Whether it’s Linux, OS X, BSD, Solaris, or even Windows (with some limitations), try Steve’s gnump3d. An extremely light weight – CPU usage wise – server, specifically meant to stream MP3 and OGG files. Once installed and configured, just point a web browser to http://hostname:8888 You’ll get a simple web interface to your music. You don’t even need to have a web server like Apache installed.
Some of the things it can do for you:
- stream video (avi, mpeg, wmv and mov)
- downsample
- search and browse by directory
- option to download vs. stream
- view stats about your music/videos
- change and sort order
- random playlists
The last feature is great for when you don’t have time to browse through a thousand songs and decide which ones you want to hear.
As a plus, if you’re a developer, you can write your own theme and plugins. (The software is written in Perl.) For example, the search function itself is a plugin. On Linux, you can run it from the command line in debug mode, instead of daemon mode.
How light weight is it though? Here at thechangelab, on a PIII 450MHz with 256MB RAM and IDE hard drives, it indexed over 14 GB of files in less than a minute. On the same machine while running KDE, Ktorrent, Firefox, Quanta and Skype on Slackware, it doesn’t miss a beat in its streaming.

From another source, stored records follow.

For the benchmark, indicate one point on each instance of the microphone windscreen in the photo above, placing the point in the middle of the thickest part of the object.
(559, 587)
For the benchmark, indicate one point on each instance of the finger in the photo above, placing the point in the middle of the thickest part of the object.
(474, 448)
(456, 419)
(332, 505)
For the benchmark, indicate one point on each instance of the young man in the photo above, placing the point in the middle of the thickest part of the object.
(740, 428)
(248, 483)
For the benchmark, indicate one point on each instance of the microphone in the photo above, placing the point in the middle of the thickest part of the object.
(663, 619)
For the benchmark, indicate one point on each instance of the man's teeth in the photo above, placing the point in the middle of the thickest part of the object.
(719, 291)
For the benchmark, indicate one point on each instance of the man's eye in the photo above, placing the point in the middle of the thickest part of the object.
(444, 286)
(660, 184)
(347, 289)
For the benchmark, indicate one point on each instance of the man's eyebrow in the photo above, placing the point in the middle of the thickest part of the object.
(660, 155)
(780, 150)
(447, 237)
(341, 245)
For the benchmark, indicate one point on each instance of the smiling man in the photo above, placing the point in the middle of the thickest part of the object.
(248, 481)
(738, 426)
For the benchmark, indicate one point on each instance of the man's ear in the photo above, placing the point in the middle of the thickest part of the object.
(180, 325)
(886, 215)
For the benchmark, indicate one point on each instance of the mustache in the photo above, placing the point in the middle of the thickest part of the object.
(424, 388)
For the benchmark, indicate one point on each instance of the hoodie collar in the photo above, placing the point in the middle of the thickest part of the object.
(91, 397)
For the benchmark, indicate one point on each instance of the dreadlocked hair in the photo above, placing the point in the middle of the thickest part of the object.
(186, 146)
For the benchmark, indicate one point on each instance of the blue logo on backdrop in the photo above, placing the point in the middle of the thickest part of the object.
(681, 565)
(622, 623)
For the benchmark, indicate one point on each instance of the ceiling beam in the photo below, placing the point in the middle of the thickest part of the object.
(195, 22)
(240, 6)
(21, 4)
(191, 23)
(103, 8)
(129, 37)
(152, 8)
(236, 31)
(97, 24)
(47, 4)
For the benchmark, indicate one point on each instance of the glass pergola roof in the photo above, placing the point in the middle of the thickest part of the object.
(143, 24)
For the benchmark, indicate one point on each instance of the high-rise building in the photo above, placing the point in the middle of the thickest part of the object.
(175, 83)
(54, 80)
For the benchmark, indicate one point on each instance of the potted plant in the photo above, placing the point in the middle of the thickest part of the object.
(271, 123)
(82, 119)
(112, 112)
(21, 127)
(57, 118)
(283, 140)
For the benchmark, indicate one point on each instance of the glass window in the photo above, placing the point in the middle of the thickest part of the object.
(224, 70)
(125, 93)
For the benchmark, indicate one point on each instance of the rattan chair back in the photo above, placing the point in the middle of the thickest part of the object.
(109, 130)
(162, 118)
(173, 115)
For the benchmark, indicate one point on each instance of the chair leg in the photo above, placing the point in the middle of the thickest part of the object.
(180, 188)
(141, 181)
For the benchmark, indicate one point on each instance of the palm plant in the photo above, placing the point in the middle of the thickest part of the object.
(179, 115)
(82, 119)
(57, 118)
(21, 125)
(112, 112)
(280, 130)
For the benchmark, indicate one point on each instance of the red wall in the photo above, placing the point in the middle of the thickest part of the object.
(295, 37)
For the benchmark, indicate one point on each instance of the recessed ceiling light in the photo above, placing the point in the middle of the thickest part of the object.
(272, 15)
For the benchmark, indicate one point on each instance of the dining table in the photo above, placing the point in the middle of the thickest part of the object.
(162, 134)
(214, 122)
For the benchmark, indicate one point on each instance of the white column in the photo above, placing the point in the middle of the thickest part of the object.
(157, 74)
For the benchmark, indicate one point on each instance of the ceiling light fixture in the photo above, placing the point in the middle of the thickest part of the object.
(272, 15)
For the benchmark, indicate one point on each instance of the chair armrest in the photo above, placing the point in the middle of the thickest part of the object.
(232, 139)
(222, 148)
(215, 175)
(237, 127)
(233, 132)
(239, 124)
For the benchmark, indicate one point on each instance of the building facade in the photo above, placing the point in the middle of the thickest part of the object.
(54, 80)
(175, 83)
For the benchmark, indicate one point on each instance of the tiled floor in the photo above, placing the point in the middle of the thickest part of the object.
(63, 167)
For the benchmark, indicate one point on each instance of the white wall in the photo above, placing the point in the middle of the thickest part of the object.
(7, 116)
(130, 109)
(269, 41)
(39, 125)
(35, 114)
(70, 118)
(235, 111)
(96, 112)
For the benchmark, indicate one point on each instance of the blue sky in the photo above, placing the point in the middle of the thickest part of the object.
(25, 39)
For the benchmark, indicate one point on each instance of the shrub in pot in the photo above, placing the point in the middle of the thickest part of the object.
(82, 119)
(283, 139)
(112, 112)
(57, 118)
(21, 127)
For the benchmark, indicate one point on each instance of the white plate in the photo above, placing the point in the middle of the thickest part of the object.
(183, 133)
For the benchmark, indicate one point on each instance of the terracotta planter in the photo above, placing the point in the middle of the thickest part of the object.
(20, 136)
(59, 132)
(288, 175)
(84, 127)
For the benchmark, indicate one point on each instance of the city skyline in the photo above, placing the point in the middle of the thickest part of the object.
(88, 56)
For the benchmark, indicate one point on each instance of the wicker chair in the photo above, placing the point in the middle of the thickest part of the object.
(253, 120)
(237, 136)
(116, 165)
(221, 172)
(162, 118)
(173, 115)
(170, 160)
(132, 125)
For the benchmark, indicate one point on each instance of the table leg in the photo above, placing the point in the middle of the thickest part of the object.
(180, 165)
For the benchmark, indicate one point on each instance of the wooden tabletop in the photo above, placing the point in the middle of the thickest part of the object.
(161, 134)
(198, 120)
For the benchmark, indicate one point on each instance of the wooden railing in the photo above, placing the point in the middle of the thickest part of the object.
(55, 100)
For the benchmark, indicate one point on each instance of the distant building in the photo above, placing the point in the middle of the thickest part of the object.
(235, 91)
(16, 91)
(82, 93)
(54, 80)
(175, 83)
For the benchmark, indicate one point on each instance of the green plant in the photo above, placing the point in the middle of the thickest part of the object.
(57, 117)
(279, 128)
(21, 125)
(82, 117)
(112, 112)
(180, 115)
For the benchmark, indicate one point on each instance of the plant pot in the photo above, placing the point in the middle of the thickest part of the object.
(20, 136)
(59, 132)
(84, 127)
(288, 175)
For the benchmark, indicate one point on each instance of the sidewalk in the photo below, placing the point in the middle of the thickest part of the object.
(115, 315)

My only bitch about the current version is that, there seems to be a problem with how it handles movie files. The link to stream the video comes out incorrectly. Re-writing the URL in the browser’s address bar fixes it though. There are also some file permissions issues. No problem for us Unix users, but can be a hassle for Windows. This problem isn’t present if you install the Debian stable package. To get more info. about the Debian package and config you can go here.
So why not take that ancient PC out of the garage and put a free OS on it. At the same time, it’ll probably need a new hard drive to hold all your music.